I’m not super familiar with Sam Barlow’s games. I’ve never played Her Story, I’ve only recently heard of Telling Lies, and only really had Immortality on my radar recently. That means that I’m looking at Immortality with fresh eyes as it releases for PS5 and Switch, and let me tell you, the experience ended up being one well worth investing in.
Immortality focuses on the life of fictional actress Marissa Marcel, as seen through various clips of her movies, her interviews, rehearsals, and more. The player’s job is to discover what happened to her and those around her by scrubbing through videos and clicking on various people and objects in frame to unlock new clips.
This seems deceptively simple, but piecing together everything keeps your mind engaged. Figuring out the plot of the three movies involved, discovering behind-the-scenes drama, and uncovering who the big players are is fascinating. There is little telling you when you’ve made progress in the game. You get a trophy here and there, and there are credits, but in my case those credits rolled well before I truly understood everything that happened. Suffice to say, there are far more secrets than I can go into in a review.
This makes for an experience that may not click for everyone. You watch movies as often as taking action, and it occasionally feels like the game was made specifically for film buffs. But as you get into the overarching plot, there’s something much broader at play. Throughout, you also get a heap of commentary about acting, getting films made, misogyny, the masks we wear, and more. Immortality is a game with a lot to say, but you have to dig into it to figure out the exact message.
It doesn’t always go well, however. Finding new clips and scrubbing through existing ones happens constantly to start, but as you begin truly uncovering the secrets of the experience, it gets increasingly difficult to remember which clips you’ve watched and which items you’ve clicked in each clip. There’s reason to try to get all of the clips, as some secrets won’t fully make sense unless you see a specific clip or scrub through one at a specific time. Even figuring out the “how” and “why” for the basic gameplay elements can be hard to parse when you’re getting started, and the game is not super interested in helping you. You’re meant to explore and figure things out on your own.
Unsurprisingly, these elements work together to create a particular type of experience. Those looking for enthralling gameplay are going to be left dry. Those who need guidance through their game will likewise feel adrift. But if you can move at the pace of the game, you discover something truly exceptional.
Let’s start with the acting.
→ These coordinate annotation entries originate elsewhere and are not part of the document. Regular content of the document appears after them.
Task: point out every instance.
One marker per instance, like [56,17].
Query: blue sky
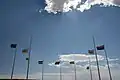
[53,34]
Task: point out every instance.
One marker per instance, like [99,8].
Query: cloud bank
[54,6]
[82,61]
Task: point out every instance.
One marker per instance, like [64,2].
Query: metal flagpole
[42,70]
[13,65]
[75,70]
[60,73]
[108,64]
[96,58]
[29,58]
[90,68]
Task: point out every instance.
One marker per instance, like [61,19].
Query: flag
[88,67]
[27,58]
[13,45]
[25,50]
[57,62]
[40,62]
[72,62]
[91,51]
[100,47]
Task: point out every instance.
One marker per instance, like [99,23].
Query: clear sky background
[53,35]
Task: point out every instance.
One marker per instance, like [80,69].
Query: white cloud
[82,61]
[55,6]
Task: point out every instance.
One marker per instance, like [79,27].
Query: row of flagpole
[93,51]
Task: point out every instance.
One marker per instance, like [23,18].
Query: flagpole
[60,73]
[13,65]
[75,70]
[108,64]
[42,70]
[29,58]
[96,58]
[90,68]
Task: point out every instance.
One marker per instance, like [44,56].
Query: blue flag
[100,47]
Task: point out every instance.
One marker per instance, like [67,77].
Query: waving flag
[40,62]
[72,62]
[25,50]
[88,67]
[101,47]
[57,62]
[13,45]
[91,51]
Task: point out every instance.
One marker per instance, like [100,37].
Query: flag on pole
[27,58]
[72,62]
[91,51]
[101,47]
[57,62]
[13,45]
[40,62]
[88,67]
[25,50]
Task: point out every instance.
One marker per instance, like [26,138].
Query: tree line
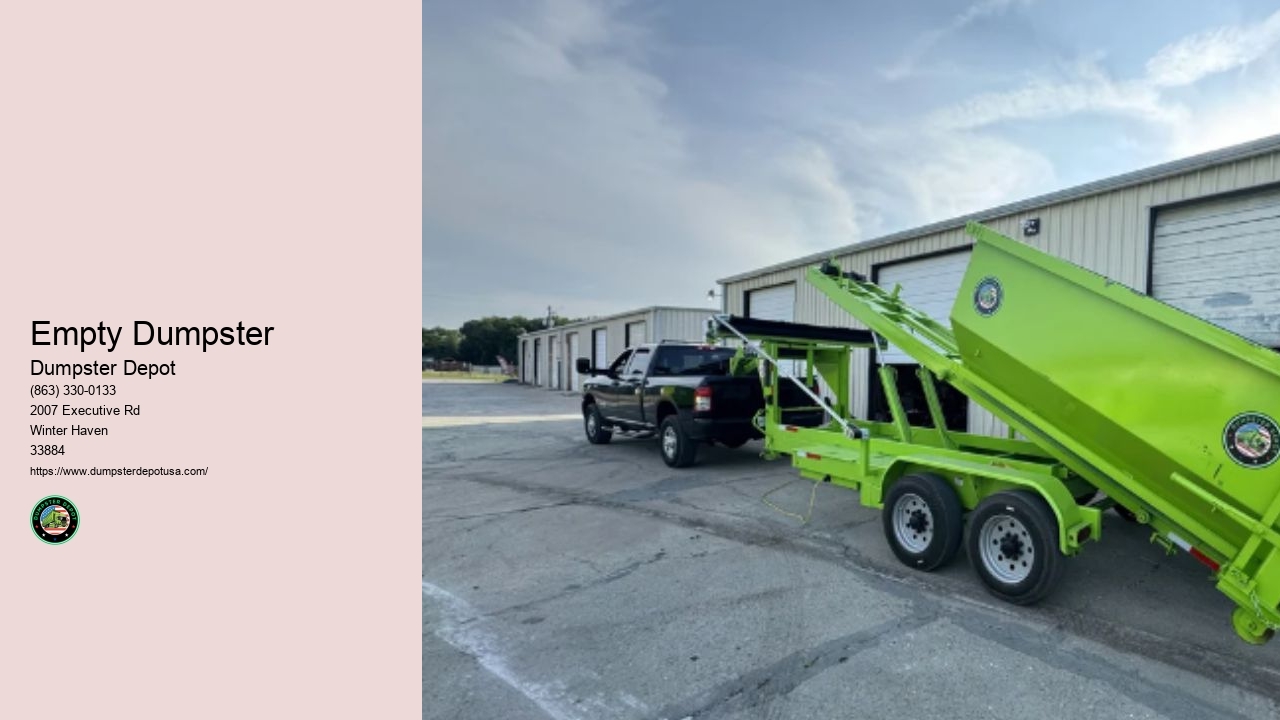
[480,342]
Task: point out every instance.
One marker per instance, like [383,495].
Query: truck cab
[682,392]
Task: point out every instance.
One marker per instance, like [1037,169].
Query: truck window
[616,368]
[639,361]
[675,360]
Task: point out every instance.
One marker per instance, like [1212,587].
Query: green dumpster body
[1171,417]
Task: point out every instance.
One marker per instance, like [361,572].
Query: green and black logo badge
[54,519]
[1252,440]
[987,296]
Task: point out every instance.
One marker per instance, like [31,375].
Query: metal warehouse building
[1202,235]
[547,356]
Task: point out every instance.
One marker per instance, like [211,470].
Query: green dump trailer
[1171,418]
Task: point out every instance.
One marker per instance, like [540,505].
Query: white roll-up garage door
[556,365]
[600,347]
[772,302]
[572,363]
[929,285]
[1220,260]
[635,333]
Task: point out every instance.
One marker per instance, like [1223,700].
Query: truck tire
[1013,546]
[594,425]
[923,522]
[677,450]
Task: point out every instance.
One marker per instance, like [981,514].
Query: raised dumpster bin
[1173,418]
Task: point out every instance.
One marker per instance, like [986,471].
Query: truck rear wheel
[677,450]
[594,425]
[1013,546]
[923,522]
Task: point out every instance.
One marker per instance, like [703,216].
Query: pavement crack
[780,678]
[581,587]
[498,513]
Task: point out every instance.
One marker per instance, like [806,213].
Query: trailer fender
[1075,524]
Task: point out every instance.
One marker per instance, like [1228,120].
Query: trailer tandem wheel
[1013,546]
[923,522]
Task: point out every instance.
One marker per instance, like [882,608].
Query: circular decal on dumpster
[987,296]
[54,519]
[1252,440]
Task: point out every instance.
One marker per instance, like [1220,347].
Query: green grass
[460,376]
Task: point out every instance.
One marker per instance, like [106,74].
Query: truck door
[607,392]
[631,386]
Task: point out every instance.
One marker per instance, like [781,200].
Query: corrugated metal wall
[1107,233]
[676,323]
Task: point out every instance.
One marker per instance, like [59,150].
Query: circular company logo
[54,519]
[1252,440]
[987,296]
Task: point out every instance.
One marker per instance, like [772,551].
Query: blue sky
[600,156]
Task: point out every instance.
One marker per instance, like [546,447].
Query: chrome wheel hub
[913,523]
[1008,551]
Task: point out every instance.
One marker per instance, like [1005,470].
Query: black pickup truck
[682,392]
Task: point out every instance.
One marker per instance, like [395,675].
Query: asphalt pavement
[579,582]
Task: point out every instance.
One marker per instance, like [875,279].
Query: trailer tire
[677,449]
[593,423]
[923,522]
[1013,546]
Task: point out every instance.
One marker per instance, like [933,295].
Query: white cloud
[1152,98]
[928,40]
[552,151]
[1212,51]
[1087,89]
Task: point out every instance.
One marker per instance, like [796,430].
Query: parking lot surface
[577,582]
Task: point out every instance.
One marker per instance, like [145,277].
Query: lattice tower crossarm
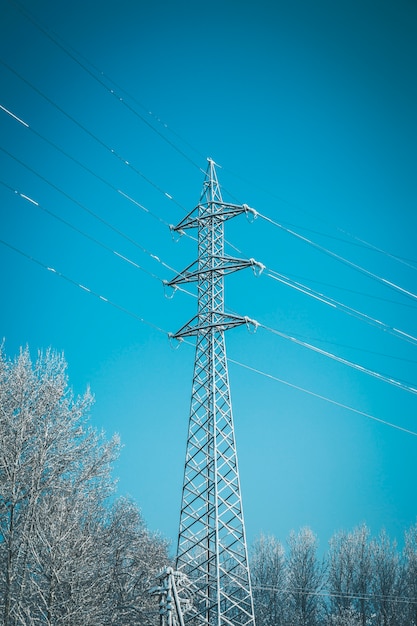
[212,548]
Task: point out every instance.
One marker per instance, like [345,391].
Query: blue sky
[309,110]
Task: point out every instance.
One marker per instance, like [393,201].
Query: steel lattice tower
[212,547]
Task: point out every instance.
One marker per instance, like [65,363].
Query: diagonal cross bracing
[212,547]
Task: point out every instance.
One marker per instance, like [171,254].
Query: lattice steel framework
[212,547]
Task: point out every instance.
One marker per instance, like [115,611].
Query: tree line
[362,581]
[72,553]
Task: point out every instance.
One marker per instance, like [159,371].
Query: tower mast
[212,548]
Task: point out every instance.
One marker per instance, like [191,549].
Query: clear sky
[309,109]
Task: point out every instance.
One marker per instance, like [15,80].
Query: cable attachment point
[169,290]
[176,234]
[174,342]
[257,267]
[251,214]
[251,325]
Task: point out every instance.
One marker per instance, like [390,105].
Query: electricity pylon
[212,548]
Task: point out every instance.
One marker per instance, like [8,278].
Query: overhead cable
[396,332]
[66,49]
[93,136]
[338,257]
[321,397]
[84,208]
[83,287]
[247,367]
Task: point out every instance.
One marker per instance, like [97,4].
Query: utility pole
[212,548]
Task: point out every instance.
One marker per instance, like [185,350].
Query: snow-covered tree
[268,577]
[63,549]
[305,579]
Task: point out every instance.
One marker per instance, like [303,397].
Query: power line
[73,54]
[66,50]
[99,243]
[93,136]
[338,257]
[244,366]
[83,166]
[335,304]
[83,287]
[89,211]
[334,357]
[321,397]
[337,594]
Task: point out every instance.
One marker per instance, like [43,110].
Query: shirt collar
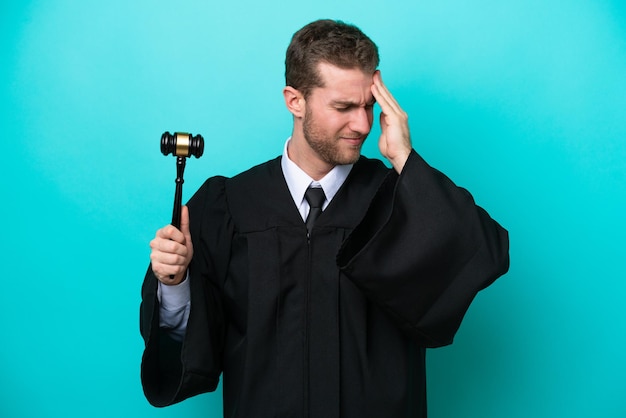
[298,181]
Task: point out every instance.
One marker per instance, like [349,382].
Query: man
[327,317]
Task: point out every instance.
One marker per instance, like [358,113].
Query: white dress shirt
[175,301]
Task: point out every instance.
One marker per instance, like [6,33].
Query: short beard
[326,148]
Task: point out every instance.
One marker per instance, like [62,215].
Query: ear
[294,100]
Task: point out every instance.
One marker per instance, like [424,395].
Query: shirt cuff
[173,298]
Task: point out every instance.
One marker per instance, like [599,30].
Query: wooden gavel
[182,145]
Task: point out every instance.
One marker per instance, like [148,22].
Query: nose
[361,120]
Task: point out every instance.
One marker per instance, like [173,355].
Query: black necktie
[315,196]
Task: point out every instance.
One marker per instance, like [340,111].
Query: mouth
[354,141]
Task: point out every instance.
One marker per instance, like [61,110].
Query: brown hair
[334,42]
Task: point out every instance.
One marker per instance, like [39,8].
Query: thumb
[184,223]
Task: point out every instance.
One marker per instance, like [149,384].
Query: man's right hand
[172,250]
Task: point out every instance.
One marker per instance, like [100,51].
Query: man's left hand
[395,139]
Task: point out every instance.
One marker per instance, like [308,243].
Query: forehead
[344,84]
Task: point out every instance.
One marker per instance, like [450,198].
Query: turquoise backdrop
[523,102]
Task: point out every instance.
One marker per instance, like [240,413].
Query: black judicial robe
[331,326]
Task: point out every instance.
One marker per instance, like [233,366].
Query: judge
[314,282]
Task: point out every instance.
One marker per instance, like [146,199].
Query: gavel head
[182,144]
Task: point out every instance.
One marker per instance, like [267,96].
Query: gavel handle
[180,170]
[178,196]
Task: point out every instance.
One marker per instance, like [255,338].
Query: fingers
[171,251]
[184,223]
[384,98]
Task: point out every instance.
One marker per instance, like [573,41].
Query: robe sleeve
[423,251]
[172,371]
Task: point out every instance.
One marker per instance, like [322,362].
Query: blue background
[521,102]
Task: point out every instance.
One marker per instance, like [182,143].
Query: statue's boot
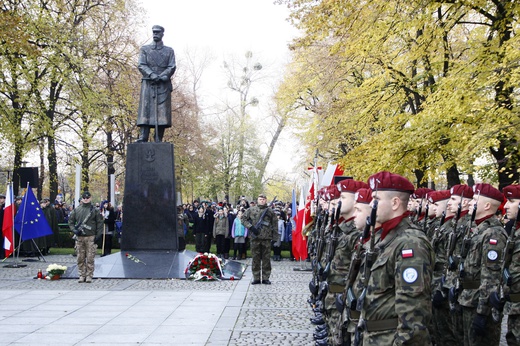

Almost everyone we see and get to know plays at least two roles: their role in the movie and the actor behind the role, often switching between both in a single scene. Actors meant to be talented come off as talented, even when their off-screen persona leaves more to be desired. Characters don’t monologue about their feelings, so emoting is the only way you can read a lot of the scenes. Tracking the relationships between these characters is fascinating as a result. One example is seeing two people as coworkers up until they kiss after the director calls cut. Actors leave projects, actors are miscast, directors have their own issues as the game critiques auteur theory throughout.
The story is relayed in a fascinating way as well. It’s unlikely to unlock all the clips in chronological order, so huge reveals can happen at any time. Each player will have a different journey to uncovering the truth, and the fact that things are so rarely spelled out for you means even players who have seen the same clips might not have caught the same prominent details. The game is a project where your goal isn’t to reach credits but to truly understand what is going on.
The sense of time is palpable in Immortality. Each movie/era comes with its own set of subtitles, making it easier to see at a glance which movie you’re watching. However, the quality of the film, the style of the acting, and the actors involved all inform when and where any given clip is. This is another gift to film buffs, as each movie really feels of its time and offers commentary on the concurrent movies. All three are meant to be somewhat provocative, and it’s fascinating to see what is considered scandalous in each era.
But truly, going too deep into the game risks ruining the experience. Any tips I offer take away a moment of discovery you can run across yourself. Any sense I make of the narrative means connections you don’t get to make yourself. And the game lives in that sense of discovery. It’s why rolling credits doesn’t really matter. Immortality was not made to be crossed off your backlog and left behind. It’s a story meant to change you, or at least your thinking, in a number of ways. And for many folks, it’ll succeed because the game is an absolute gem.
And that brings me to my most important piece of advice: just play Immortality. Don’t think too hard about it. Don’t check a dozen reviews, don’t go hunting for recommendations, and especially don’t try to figure out how to do anything from sites that will spoil everything for you. Immortality is an experience you deserve to have. Yes, it won’t make sense to everyone. Some will be frustrated by the lack of traditional gameplay. Others might struggle to connect to these characters. But there’s so much to the game, at first glance and deep under the surface, that you owe it to yourself to see what camp you fall in. As for me, I’m going to dive back in and try to get the clips I’m missing. I know the broad strokes of what happened over the thirty-year span the game covers, but it always feels like there’s more to find.